Les chapitres mettant en scène Franck Vanderwal sont les plus intéressants. Plutôt misanthrope d’un premier abord, mais se révélant plus sensible qu’il n’y paraît, pratiquant l’escalade et le surf en communion avec la nature et sa Californie natale, il décrit ses contemporains avec un froid recul scientifique. Fervent adepte de sociobiologie, il observe leur comportement en tant que primates, comme il nous arrive tous de le faire parfois, comme simples spectateurs du monde et non pas acteurs. Ainsi analyse-t-il par exemple leurs réactions dans un ascenseur ou en tant que conducteurs d’automobiles.
Avant d’intégrer la NSF, il a travaillé pour l’Université de San Diego mais également pour Torrey Pines Generique, une start-up de biotechnologies qui est en train de développer un projet inédit et prometteur autour de notre ADN, dont le but est d’identifier les protéines qui pourraient cibler des cellules spécifiques pour leur faire délivrer dix fois plus de HDL, le bon cholestérol, ce qui permettrait de guérir un grand nombre de maladies. Mais si au laboratoire Léo, Marta et Brian sont parvenus à modifier le gène, ils ne parviennent pas à l’insérer dans les cellules du patient. Une autre étude, réalisée par un jeune biomathématicien, Yann Pierzinski, une « analyse mathématique et algorithmique des codons palindromiques en tant que prédicteurs de l'expression génique des protéines », pourrait peut-être les aider dans leur démarche. Si ce projet décrit par Kim Stanley Robinson ne semble pas en rapport avec le sujet principal du roman, il est fort à parier qu’un lien devrait voir le jour dans les tomes suivants.
Enfin, chaque chapitre (on en compte dix), est l’occasion d’un prologue proposant une réflexion scientifique au sens large : le réchauffement climatique et ses différentes origines et conséquences bien sûr (circulation des eaux océaniques, CO2, cultures, catastrophes naturelles…), mais aussi des pensées sur les mathématiques, leur rôle et leur lien avec la biologie, sur notre évolution d’homos sapiens ou encore sur le capitalisme et ses inégalités.
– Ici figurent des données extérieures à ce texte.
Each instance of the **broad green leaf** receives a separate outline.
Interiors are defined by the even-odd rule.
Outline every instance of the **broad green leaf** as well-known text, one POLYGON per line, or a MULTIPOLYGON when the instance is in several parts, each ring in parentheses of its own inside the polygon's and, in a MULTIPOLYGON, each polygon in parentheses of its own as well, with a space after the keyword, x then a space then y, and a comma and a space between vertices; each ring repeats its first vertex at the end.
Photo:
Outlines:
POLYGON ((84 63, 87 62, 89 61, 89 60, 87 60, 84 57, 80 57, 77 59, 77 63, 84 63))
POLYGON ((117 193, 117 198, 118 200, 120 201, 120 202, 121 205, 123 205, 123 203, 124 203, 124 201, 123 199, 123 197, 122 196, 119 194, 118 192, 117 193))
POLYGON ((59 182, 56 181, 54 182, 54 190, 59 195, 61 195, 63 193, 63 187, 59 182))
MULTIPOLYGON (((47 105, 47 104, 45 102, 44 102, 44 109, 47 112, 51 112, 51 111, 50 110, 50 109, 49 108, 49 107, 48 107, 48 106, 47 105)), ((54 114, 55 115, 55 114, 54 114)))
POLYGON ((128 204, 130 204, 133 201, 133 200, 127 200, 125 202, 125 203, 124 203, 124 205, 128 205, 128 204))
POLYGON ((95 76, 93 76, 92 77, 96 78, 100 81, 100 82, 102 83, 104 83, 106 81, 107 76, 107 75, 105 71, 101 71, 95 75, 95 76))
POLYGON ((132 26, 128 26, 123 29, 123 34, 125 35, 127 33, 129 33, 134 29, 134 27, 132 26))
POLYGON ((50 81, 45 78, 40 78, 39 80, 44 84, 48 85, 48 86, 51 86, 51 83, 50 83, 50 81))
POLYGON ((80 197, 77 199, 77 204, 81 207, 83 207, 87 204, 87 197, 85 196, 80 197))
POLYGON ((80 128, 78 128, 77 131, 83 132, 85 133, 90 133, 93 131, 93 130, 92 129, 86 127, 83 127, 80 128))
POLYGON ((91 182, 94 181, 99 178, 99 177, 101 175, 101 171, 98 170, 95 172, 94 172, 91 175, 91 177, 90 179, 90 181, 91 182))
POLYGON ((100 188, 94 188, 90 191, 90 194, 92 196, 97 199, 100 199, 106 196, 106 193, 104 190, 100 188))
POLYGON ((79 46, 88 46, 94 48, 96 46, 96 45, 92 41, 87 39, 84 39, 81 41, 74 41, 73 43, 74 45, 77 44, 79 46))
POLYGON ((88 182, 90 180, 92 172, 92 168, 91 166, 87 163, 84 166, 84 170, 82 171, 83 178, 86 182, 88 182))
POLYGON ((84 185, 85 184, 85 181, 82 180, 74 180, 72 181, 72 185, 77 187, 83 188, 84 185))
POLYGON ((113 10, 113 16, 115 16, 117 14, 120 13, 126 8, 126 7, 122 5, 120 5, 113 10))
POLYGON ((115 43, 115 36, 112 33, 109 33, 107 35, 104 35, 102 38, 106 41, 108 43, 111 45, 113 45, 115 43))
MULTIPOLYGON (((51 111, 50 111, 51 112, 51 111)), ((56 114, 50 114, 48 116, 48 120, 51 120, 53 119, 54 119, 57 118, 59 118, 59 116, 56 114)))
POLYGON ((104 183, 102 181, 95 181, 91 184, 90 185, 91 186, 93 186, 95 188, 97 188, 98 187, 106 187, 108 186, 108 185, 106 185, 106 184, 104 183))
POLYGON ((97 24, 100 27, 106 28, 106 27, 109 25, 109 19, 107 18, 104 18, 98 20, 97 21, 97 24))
Réquisitoire contre les pouvoirs en place
Les 40 signes de la pluie interpelle le lecteur comme un réquisitoire, une semonce nous prévenant des éventuelles conséquences si rien n’est fait pour enrayer le réchauffement climatique. Egalement pamphlet contre le capitalisme, le libéralisme et le système politique, ce premier volume n’est pas très distrayant, et constitue plutôt un énoncé des problèmes climatiques. L’histoire romanesque n’est donc pas assez prenante avec ce seul titre, mais il ne s’agit que du premier volume de la trilogie, qui installe le contexte et les personnages. Les deux autres romans qui suivent devraient proposer un rythme plus soutenu et une intrigue plus développée. Contrairement à ce que laisse entendre la quatrième de couverture, le lecteur n’est donc pas plongé immédiatement dans les répercussions désastreuses du changement climatique. Les 40 signes de la pluie s’arrête sur les causes du mal, dont les prémices ne surviennent que dans les dernières pages. C’est avec le second volume, 50° au-dessous de zéro, que les catastrophes vont certainement s’enchaîner.